According to the Xinhua News Agency, Wang Zhimin has been replaced as director of Beijing’s liaison office for Hong Kong by Luo Huining, the Communist Party secretary for the northern province of Shanxi.
Zhimin sacking follows months of pro-democracy protests in Hong Kong.
Carrie Lam, the chief executive of Hong Kong, however, remains in office with the support of Beijing’s leadership.
Lam is the chief proponent of a bill that initially set off mass protests in March 2019.
The bill would have seen fugitives being extradited from Hong Kong to mainland China.
Protesters, however, expressed fear that the act would allow for unfair treatment to prisoners taken from Hong Kong.
Representatives from several countries have called on Lam to “seek genuine ways forward out of this crisis by addressing the grievances of Hong Kong people.”

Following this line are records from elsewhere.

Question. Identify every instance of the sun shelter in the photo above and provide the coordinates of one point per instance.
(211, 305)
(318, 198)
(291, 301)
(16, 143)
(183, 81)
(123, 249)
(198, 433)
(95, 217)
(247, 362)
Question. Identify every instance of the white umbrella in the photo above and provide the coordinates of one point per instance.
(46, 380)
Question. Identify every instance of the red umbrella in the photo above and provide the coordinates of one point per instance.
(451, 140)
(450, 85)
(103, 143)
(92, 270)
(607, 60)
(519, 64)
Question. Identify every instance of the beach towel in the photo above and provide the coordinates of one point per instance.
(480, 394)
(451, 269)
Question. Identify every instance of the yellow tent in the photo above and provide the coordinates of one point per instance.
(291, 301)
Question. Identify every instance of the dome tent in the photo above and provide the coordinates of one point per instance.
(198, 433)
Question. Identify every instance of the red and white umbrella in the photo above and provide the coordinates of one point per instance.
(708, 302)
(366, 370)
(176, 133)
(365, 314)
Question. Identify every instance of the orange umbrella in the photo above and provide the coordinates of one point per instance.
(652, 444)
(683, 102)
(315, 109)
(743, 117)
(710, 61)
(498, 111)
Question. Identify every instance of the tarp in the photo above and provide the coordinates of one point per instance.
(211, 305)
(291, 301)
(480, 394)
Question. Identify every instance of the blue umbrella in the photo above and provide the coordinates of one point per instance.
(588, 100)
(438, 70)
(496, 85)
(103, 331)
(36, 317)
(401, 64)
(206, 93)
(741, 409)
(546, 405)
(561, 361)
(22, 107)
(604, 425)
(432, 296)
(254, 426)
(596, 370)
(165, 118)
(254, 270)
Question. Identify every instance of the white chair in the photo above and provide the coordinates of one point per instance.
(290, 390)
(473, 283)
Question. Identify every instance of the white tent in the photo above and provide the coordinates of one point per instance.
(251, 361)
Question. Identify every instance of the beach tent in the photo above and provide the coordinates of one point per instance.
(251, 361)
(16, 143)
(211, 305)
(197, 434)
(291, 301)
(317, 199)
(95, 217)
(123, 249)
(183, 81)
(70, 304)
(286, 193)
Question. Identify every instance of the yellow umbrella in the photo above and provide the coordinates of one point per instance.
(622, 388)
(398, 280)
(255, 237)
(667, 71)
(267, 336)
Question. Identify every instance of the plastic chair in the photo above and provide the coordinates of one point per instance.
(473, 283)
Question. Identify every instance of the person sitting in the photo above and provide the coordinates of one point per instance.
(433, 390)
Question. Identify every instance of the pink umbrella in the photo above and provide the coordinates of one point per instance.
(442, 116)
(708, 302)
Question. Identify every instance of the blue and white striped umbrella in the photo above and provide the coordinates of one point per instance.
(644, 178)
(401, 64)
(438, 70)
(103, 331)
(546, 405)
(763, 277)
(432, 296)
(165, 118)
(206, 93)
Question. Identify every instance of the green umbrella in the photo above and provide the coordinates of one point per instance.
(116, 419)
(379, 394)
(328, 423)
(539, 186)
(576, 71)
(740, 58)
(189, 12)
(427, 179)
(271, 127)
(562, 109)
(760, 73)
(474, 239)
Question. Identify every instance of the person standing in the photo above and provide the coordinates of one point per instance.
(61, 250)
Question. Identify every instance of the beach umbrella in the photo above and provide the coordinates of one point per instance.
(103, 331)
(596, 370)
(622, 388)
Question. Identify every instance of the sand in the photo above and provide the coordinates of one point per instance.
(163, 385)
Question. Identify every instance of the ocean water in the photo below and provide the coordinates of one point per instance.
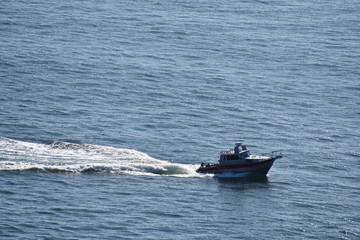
(108, 107)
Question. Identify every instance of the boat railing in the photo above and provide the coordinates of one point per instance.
(276, 154)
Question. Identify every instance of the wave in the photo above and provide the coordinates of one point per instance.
(65, 157)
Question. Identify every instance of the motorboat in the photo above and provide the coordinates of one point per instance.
(240, 160)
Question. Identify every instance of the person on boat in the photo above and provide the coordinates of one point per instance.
(236, 149)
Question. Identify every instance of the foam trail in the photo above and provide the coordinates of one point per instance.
(84, 158)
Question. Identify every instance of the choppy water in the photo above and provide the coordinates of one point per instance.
(107, 108)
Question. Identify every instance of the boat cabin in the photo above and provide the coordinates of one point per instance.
(235, 154)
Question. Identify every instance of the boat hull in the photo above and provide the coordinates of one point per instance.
(262, 168)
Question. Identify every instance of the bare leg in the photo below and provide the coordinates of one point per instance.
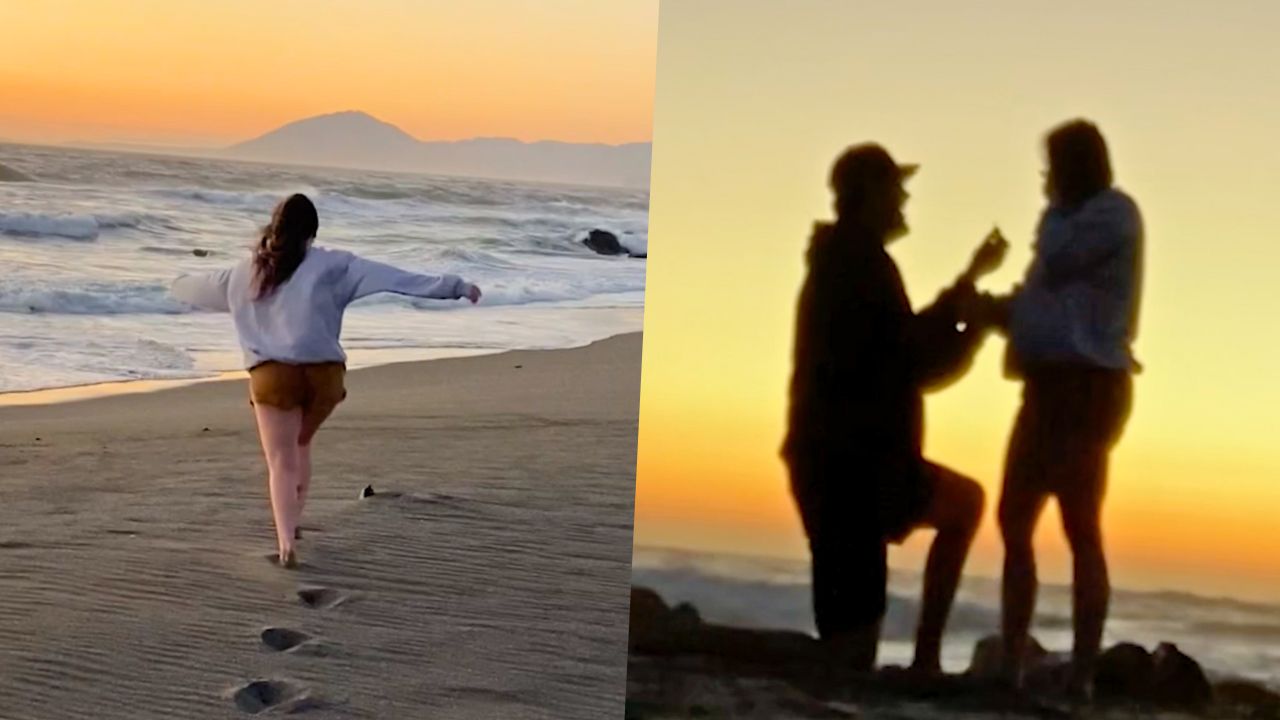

Diplomatic negotiations with China resulted in the 1984 Sino-British Joint Declaration in which the United Kingdom agreed to transfer the colony in 1997 and China would guarantee Hong Kong’s economic and political systems for 50 years after the transfer.
The impending transfer triggered a wave of mass emigration as residents feared an erosion of civil rights, the rule of law, and quality of life.
Over half a million people left the territory during the peak migration period, from 1987 to 1996.
Hong Kong was transferred to China on 1 July 1997, after 156 years of British rule.